Antwort an Kunstreich & Naber

Meine Antwort an
Joel Naber & Tjark Kunstreich –
und ihren Versuch, meine 2009 in der
„Jungen Welt“ abgedruckte Kernberg-Kritik
als „antisemitisch“ zu diskreditieren

Dass einer meiner vielen Texte zu den irrsinnigen Thesen eines Otto F. Kernberg 2009 in einer Zeitung, der „Jungen Welt“, veröffentlicht wurde, hatte mich sehr gefreut! (Hier dieser Beitrag – „Die Heilslehre von der oralen Wut“ – als PDF-Datei.)

Meine Ausführungen hatten aber auch rasch zwei Kritiker auf den Plan gerufen, Joel Naber & Tjark Kunstreich, die hier – wohl b’sonders g’scheit – sofort mutmaßten, es handle sich um einen Fall von „Antisemitismus“. Ihr Beitrag war für einige Zeit unter http://totenatur.wordpress.com/2009/11/01/der-hass-auf-das-unbewusste/ zu finden, dort jedoch schon nach wenigen Wochen wieder herausgenommen. Zu Anschauungszwecken habe ich den Text, den ich mir damals kopiert hatte, auf meine eigene Webseite gestellt: Naber & Kunstreich – das Original.

Es ist wohl nicht der Mühe wert, mit diesen beiden „Experten“ eine Diskussion zu versuchen. Kommentare und Reaktionen auf ihr Web-Tagebuch, in dem sie in verschraubten Phrasen meinen Artikel aus der „Jungen Welt“ vom 30.10.09 kommentieren, waren nicht vorgesehen, also wohl auch nicht erwünscht. Bisher (20.04.2017) hat sich keiner der beiden Spaßvögel – sie ließen sich wohl besser in Kunstlos und Laber umbenennen – je direkt an mich gewendet.

Dass die „Junge Welt“ meinen Beitrag abgedruckt hat, das entlarvt – so glauben die Autoren – ihre antisemitische Tendenz. In der „Jungen Welt“ habe ihr „Antizionismus“ bisher als „gängige Rationalisierung des Antisemitismus fungiert“. Jetzt aber breche auch das „kleinbürgerlich-wahnhafte[.] Ressentiment[.] gegen die Psychoanalyse in eine nicht minder wahnhafte linke Vorstellungswelt“ ein, „die sich bislang mangels Qualifikation und Interesse an dieses ‚Thema’ nicht herangewagt hat.“ So ist das also. Bisher waren die AutorInnen der „Jungen Welt“ zu desinteressiert und zu blöd, um sich mit der erlauchten Psychoanalyse auseinanderzusetzen. Und nun versucht die „Junge Welt“ hier – mit antisemitischen Tendenzen – verlorenes Terrain wieder zu erobern. Wie bös!

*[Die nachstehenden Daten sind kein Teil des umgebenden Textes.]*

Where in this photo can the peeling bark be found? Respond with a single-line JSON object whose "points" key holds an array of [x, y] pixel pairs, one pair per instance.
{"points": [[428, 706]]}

Der Antisemitismus – so werden wir aufgeklärt – kenne zwei Zerrbilder des Juden: Einerseits seien „die Juden als Feinde von Wärme und Empfindsamkeit“ diffamiert. Andererseits gebe es das Gegenteil, das „Ressentiment“ gegen die „’jüdische[.]’ Behauptung vom Unbewussten, vom Irrationalen“. Da regt sich bei mir das Bedürfnis, die armen Autoren sofort zu trösten: Das „Irrationale“ und das „Unbewusste“ sind mir nicht fremd oder unsympathisch. Und ob es sich bei den Vertretern eines psychotherapeutischen Unsinns um Juden, Christen, Moslems, Hindus, Schamanen, Buddhisten oder sonstige Anhänger irgendwelcher Heilslehren handelt, ist mir herzlich egal. Es geht mir in meinem Artikel nur um die – mit konkreten Zitaten belegte – besonders menschenverachtende Lehre von Otto Friedemann Kernberg.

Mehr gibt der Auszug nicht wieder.